L'histoire lamentable de ses mariages illustre cette impulsivité. Son premier mariage avec Isabelle de Hainaut, en avril 1180, avait été une union politique aux extraordinaires conséquences puisqu'elle lui avait valu une dot qui étendait le domaine royal d'un coup jusqu'à la mer du Nord. Les vicissitudes du second mariage du roi - avec Ingeborg de Danemark - sont parmi les événements les plus fameux - mais les moins explicables - du règne. Les raisons du mariage, cette fois encore, étaient évidentes pour les deux parties : pour le Danemark il s'insérait dans le contexte du problème du pouvoir impérial et de l'équilibre des forces dans l'Empire après la liquidation de la puissance de Henri le Lion; pour Philippe, dans sa lutte contre Richard Cœur de Lion. Six semaines après l'accord, lourd de menaces, entre Henri VI, Richard et les princes de l'Ouest de l'Empire, la jeune Ingeborg, sœur du roi Cnut VI, était amenée en France et couronnée solennellement le 15 août 1193. Dès le lendemain, par un de ces coups de tête dont il avait le secret, Philippe Auguste rompait publiquement avec elle et exigeait vainement que l'ambassade qui l'avait escortée la ramenât à son père. Sur le refus de la reine de divorcer, il devait la faire enfermer et traîner de prison en prison.

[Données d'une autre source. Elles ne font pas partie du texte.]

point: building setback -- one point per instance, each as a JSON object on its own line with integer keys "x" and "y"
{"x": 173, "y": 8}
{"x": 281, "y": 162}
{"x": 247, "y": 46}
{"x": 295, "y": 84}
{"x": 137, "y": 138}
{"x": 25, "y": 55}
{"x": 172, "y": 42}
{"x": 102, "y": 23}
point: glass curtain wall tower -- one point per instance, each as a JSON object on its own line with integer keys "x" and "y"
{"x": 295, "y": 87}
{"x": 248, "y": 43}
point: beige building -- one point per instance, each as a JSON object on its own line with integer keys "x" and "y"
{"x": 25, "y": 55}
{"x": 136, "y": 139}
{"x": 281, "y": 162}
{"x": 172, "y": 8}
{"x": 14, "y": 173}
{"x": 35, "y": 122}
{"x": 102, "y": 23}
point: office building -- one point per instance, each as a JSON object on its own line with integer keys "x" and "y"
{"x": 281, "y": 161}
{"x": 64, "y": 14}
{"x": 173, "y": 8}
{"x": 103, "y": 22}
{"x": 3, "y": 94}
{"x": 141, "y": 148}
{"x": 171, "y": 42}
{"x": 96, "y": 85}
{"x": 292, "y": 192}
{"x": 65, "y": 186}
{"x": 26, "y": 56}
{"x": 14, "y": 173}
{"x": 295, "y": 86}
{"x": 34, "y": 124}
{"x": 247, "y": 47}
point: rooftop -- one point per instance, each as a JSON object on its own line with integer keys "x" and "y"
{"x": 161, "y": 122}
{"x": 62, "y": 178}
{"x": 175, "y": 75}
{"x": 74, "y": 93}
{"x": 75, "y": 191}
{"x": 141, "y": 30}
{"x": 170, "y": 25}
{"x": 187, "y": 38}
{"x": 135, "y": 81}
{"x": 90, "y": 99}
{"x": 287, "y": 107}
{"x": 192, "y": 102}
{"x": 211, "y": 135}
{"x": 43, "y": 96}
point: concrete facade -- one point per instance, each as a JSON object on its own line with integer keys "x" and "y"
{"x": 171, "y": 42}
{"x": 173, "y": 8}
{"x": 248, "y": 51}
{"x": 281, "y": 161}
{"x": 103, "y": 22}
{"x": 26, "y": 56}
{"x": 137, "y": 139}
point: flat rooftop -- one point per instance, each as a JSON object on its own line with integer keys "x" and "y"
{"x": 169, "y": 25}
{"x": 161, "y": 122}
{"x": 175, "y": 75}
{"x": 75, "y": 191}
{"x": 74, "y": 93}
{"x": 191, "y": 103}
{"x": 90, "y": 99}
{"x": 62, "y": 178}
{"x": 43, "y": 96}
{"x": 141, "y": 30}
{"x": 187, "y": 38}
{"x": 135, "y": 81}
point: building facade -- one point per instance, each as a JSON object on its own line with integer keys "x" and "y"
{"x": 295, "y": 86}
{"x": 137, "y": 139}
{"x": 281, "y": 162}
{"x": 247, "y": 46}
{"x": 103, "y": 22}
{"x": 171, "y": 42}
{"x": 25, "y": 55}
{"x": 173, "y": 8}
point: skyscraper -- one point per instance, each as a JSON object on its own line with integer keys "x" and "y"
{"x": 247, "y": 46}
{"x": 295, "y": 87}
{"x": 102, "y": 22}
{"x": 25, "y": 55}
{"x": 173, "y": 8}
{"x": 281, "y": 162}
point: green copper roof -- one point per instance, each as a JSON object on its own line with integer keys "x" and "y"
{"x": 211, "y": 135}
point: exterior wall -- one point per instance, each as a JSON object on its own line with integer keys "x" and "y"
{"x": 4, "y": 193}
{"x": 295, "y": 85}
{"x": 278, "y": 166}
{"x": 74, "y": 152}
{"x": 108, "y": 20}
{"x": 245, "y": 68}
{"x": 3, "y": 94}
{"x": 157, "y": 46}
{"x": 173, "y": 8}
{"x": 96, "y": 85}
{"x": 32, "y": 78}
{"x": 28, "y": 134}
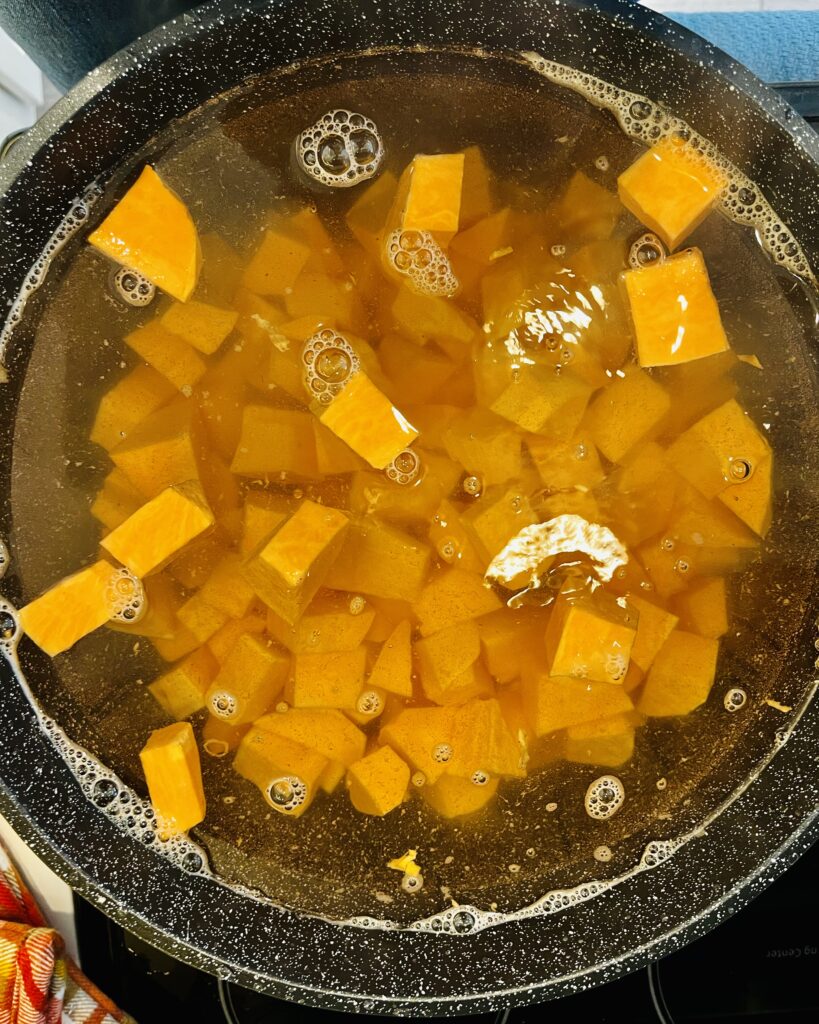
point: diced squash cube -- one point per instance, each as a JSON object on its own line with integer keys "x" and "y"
{"x": 564, "y": 465}
{"x": 750, "y": 500}
{"x": 453, "y": 797}
{"x": 273, "y": 441}
{"x": 250, "y": 679}
{"x": 653, "y": 628}
{"x": 116, "y": 500}
{"x": 168, "y": 353}
{"x": 181, "y": 691}
{"x": 484, "y": 445}
{"x": 160, "y": 529}
{"x": 703, "y": 608}
{"x": 138, "y": 394}
{"x": 288, "y": 773}
{"x": 71, "y": 609}
{"x": 494, "y": 519}
{"x": 322, "y": 729}
{"x": 170, "y": 763}
{"x": 626, "y": 413}
{"x": 671, "y": 188}
{"x": 433, "y": 201}
{"x": 368, "y": 215}
{"x": 200, "y": 617}
{"x": 587, "y": 209}
{"x": 381, "y": 561}
{"x": 260, "y": 516}
{"x": 590, "y": 637}
{"x": 716, "y": 448}
{"x": 556, "y": 702}
{"x": 219, "y": 737}
{"x": 329, "y": 624}
{"x": 454, "y": 596}
{"x": 392, "y": 670}
{"x": 151, "y": 230}
{"x": 377, "y": 783}
{"x": 199, "y": 324}
{"x": 483, "y": 742}
{"x": 541, "y": 401}
{"x": 428, "y": 317}
{"x": 161, "y": 451}
{"x": 608, "y": 742}
{"x": 506, "y": 636}
{"x": 421, "y": 735}
{"x": 223, "y": 639}
{"x": 288, "y": 569}
{"x": 365, "y": 419}
{"x": 675, "y": 314}
{"x": 275, "y": 264}
{"x": 681, "y": 677}
{"x": 454, "y": 542}
{"x": 333, "y": 680}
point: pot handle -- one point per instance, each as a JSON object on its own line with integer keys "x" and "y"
{"x": 68, "y": 38}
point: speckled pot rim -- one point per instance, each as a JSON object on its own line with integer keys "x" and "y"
{"x": 304, "y": 958}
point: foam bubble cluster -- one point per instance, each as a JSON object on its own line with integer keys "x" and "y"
{"x": 418, "y": 256}
{"x": 648, "y": 122}
{"x": 340, "y": 150}
{"x": 329, "y": 361}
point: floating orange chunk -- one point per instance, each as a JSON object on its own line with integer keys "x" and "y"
{"x": 671, "y": 188}
{"x": 160, "y": 529}
{"x": 675, "y": 314}
{"x": 288, "y": 569}
{"x": 151, "y": 230}
{"x": 170, "y": 763}
{"x": 433, "y": 201}
{"x": 378, "y": 783}
{"x": 71, "y": 609}
{"x": 138, "y": 394}
{"x": 367, "y": 420}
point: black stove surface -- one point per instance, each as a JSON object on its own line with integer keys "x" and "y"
{"x": 761, "y": 965}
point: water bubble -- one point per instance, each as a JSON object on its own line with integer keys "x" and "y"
{"x": 104, "y": 792}
{"x": 739, "y": 470}
{"x": 418, "y": 256}
{"x": 735, "y": 698}
{"x": 646, "y": 251}
{"x": 413, "y": 883}
{"x": 223, "y": 705}
{"x": 604, "y": 797}
{"x": 287, "y": 794}
{"x": 340, "y": 150}
{"x": 463, "y": 922}
{"x": 404, "y": 468}
{"x": 370, "y": 702}
{"x": 329, "y": 360}
{"x": 132, "y": 287}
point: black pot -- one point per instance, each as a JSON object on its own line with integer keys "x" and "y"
{"x": 745, "y": 820}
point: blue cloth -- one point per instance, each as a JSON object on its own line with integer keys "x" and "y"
{"x": 776, "y": 45}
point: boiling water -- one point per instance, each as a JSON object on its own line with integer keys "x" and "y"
{"x": 548, "y": 835}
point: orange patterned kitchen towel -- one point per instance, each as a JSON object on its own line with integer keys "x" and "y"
{"x": 39, "y": 984}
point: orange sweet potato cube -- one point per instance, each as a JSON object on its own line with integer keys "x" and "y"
{"x": 287, "y": 570}
{"x": 378, "y": 783}
{"x": 590, "y": 637}
{"x": 160, "y": 529}
{"x": 133, "y": 397}
{"x": 151, "y": 230}
{"x": 671, "y": 188}
{"x": 170, "y": 762}
{"x": 675, "y": 314}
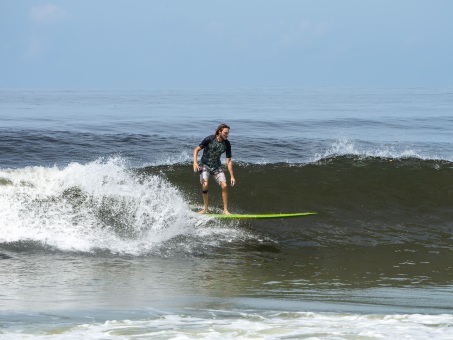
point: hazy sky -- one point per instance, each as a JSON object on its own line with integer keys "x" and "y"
{"x": 230, "y": 43}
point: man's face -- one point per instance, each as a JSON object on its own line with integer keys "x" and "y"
{"x": 224, "y": 133}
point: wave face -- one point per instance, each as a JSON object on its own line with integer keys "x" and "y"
{"x": 104, "y": 205}
{"x": 360, "y": 200}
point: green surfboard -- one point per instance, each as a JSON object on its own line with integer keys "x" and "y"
{"x": 260, "y": 216}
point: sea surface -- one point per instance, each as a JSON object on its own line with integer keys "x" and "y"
{"x": 100, "y": 239}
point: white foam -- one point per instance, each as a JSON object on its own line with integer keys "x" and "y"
{"x": 242, "y": 325}
{"x": 99, "y": 205}
{"x": 343, "y": 146}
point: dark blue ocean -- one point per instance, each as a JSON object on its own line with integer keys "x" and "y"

Un Bâtisseur et un Modernisateur
Sous les ordres de Philippe II Auguste, Une forteresse est édifiée pour assurer la protection de l’Ouest de Paris. Le Louvre voit ainsi ses premiers bâtiments sortir de terre. La Grosse Tour et le château médiéval seront terminés en 1202. Philippe Auguste a la main lourde en matière de finances. Ses revenus domaniaux augmentent avec l'accroissement du domaine royal, mais ils ne suffisent pas pour la grande politique : d'où une fiscalité souvent très proche de l'exaction. Le roi a l'idée de remplacer par des taxes, les corvées et l'« aide de l'ost ». Mais il pressure les Juifs ; après les avoir brutalisés et chassés en 1182, il se ravise en 1198 et leur impose des taxes quasi spoliatrices. L'Église n’est guère moins exploitée ; Philippe Auguste doit renoncer au droit de régale (droit de jouissance du temporel des évêchés vacants), dont il a impudemment abusé, mais il use d'impôts extraordinaires incessants ; ici encore, il doit reculer et annuler en 1189 la « dîme saladine » accablante qu'il exige avant sa croisade en 1188, mais le principe du décime ecclésiastique ne tarde pas à reparaître. Si Philippe Auguste se montre intraitable, c’est avant tout pour entretenir une armée soldée ; il renonce autant qu'il le peut aux levées féodales, plus encombrantes qu'utiles, et Bouvines lui apprend à ne pas compter sur les milices communales en rase campagne. Il compose le gros de son armée avec des « soudoyers », chevaliers et « sergents », nobles ou non, à pied ou montés ; parfois, il les paie en terres, faute de numéraire, mais toujours à titre viager ou révocable. Ayant remarqué en Orient un art des fortifications plus savant, il en fait profiter ses nombreux châteaux forts, comme ceux de Dourdan et de Gisors. Il ceinture Paris d'une muraille continue, renforcée de trente-quatre tours rondes sur la rive gauche et de trente-trois sur la rive droite ; à l'ouest, il élève l'énorme donjon du Louvre, où il dépose ses archives. Car cette monarchie nomade tend à devenir sédentaire ; le roi séjourne volontiers à Paris, dont il fait paver les rues principales et qui prend figure de capitale. Ce règne de quarante-trois ans est aussi l’époque où l'art gothique prend son essor.